Возжелав стать светом в самих себе, часть ангельских сил, а затем и подобные им души стали тьмой и ниспали во тьму. Обратившие же лица ко Господу стали светом в Господе. Преодолев желание земных наслаждений, душа, возжаждав Небесной благодати, утешается в ней неизреченным утешением, еще на земле став обитательницей Небес. Перед решительным шагом – отречением от мира – душа словно замирает, постигая, что это ее истинный шаг в вечность.

Не пытаясь понять Бога, мы можем реально жить в Нем, понимая, что такое – жить в Боге по благодати сердцем, очищающим себя от грехов покаянием, в то время как запутавшиеся в грехах не могут это понять своим испорченным разумением. К этой благодатной жизни мы устремились всей душой, решив стяжать ее в покаянии и молитве.

 

После благословения у старца мы подошли под благословение наместника. Архимандрит благословил нас молча, а мне сказал:

– Знаешь, отец, чтобы там ни было, подвизайся с Богом! Только об одном прошу: не пиши никаких политических воззваний! Даже если будешь жить не в горах, а на берегу Черного моря, я смогу понять… Только воззваний не пиши!

– Благословите, отец наместник, обещаю не писать их! – искренне ответил я, глубоким поклоном пытаясь выразить ему свою благодарность.

Теперь, когда я пишу данные строки, верю, что благородные поступки, которые этот облеченный церковной властью человек сделал для меня, превышающие обычную меру монаха, навсегда останутся в моем сердце. Надеюсь также, что эту книгу он не воспримет как воззвание…

Затем мы попрощались с благочинным и с близкими монахами. Если ко всем нашим беседам, переговорам и хождениям добавить мой никогда не перестающий кашель, то примерно будет ясна обстановка, в которой происходили эти сборы перед отъездом в Абхазию.

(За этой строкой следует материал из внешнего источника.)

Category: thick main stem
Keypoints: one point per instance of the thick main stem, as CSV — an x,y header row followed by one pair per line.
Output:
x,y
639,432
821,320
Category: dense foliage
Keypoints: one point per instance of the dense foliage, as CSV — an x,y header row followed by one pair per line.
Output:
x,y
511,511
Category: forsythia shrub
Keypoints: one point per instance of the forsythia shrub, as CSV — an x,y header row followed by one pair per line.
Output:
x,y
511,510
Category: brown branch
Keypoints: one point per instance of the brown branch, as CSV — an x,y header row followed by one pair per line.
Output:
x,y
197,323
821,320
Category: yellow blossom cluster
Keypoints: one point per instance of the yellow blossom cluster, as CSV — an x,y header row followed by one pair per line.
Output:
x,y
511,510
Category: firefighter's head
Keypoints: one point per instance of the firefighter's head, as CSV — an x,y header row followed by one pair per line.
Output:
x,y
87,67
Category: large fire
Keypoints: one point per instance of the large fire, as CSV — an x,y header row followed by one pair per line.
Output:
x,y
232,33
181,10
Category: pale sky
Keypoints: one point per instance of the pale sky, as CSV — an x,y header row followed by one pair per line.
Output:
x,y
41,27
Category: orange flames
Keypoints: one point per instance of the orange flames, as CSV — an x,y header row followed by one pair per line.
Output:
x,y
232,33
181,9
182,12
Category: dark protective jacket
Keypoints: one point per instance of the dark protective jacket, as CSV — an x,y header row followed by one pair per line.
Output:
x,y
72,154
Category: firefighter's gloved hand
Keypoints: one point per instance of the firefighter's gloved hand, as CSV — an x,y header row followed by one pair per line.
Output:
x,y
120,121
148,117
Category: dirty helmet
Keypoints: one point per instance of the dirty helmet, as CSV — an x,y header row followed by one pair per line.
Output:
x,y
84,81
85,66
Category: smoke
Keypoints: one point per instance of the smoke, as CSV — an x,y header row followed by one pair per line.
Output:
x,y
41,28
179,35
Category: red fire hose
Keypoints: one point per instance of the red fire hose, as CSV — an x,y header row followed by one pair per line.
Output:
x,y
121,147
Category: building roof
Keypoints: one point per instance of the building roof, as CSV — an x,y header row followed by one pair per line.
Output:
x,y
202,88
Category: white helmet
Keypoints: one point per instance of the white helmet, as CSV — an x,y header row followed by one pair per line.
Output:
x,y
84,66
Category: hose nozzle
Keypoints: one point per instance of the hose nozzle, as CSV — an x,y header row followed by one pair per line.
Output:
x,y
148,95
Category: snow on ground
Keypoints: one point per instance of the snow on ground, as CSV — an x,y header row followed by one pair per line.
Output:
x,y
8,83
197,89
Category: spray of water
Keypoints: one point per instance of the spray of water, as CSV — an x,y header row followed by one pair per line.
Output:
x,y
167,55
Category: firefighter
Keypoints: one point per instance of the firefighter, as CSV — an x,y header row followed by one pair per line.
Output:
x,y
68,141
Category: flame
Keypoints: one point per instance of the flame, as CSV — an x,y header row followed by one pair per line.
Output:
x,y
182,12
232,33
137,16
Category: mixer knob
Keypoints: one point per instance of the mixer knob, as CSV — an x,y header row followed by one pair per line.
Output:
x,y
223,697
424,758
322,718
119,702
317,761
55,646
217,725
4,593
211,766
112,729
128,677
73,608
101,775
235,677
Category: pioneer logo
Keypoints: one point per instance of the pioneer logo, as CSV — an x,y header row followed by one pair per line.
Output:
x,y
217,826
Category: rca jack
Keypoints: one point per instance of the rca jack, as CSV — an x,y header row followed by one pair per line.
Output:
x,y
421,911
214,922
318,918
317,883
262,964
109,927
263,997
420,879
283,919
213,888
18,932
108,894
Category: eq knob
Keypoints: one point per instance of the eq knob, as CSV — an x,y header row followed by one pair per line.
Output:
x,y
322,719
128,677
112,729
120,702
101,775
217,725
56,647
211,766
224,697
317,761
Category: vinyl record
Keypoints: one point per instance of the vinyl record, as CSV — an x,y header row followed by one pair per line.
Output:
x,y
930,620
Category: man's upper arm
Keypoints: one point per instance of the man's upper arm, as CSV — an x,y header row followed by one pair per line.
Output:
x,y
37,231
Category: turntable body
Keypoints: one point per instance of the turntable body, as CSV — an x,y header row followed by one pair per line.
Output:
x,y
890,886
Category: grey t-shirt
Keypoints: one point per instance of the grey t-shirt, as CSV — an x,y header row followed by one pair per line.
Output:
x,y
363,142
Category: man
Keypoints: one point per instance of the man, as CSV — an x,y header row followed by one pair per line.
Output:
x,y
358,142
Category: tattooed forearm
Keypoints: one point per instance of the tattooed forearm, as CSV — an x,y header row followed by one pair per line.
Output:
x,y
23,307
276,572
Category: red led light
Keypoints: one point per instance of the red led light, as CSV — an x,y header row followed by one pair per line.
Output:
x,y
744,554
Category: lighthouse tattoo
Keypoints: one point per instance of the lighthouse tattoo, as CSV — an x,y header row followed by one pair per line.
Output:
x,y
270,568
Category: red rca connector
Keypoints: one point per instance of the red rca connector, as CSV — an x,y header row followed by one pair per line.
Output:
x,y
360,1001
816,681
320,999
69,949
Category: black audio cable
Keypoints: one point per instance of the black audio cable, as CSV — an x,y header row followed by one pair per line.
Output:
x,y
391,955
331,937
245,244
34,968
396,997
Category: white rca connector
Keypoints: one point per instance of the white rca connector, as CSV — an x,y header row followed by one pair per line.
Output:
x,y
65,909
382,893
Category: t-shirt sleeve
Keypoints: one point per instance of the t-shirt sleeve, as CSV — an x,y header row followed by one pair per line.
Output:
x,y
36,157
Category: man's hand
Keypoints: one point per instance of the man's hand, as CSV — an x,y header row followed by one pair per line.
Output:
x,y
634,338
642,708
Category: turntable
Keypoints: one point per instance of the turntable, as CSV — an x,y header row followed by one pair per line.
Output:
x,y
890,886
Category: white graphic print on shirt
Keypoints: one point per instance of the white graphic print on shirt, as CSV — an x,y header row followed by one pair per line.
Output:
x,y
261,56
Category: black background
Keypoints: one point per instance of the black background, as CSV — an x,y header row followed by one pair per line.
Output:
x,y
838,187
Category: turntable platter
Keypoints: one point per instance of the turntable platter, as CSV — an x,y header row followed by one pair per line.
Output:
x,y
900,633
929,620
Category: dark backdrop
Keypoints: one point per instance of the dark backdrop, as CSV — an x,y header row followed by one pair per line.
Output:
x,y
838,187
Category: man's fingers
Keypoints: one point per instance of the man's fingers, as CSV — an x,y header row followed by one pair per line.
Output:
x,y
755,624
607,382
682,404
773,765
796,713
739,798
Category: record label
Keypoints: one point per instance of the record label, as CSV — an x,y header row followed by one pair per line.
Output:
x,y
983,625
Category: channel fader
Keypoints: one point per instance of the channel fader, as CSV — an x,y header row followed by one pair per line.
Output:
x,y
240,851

Новость о происходящих приготовлениях распространилась среди строителей. Молодые рабочие присоединились к нашему намерению построить скит в горах. Многие из них подошли к наместнику и выразили желание поехать с нами, чтобы на месте помочь в строительстве церкви и келий. Не колеблясь, отец Феофан великодушно разрешил взять с собой некоторых из молодых лаврских плотников. Но как раз перед отъездом началось восстановление Гефсиманского скита. Наместник, сославшись на полную занятость всех лаврских рабочих, благословил в конце концов взять с собой добровольцев из числа трудников монастыря. Отец Пимен поездил по подсобным хозяйствам, заглянул в различные хозяйственные службы и сумел подыскать кандидатов для поездки в Абхазию. Набралось пять‑шесть хороших, работящих энтузиастов, совсем еще мальчишек, многие из которых никогда не держали в руках никаких инструментов кроме лопаты. Но и за этих ребят, которые согласились жить с нами в горах, мы с отцом Пименом благодарили Бога. С нашими помощниками мой друг договорился, что он приедет за ними, когда мы устроимся на Псху.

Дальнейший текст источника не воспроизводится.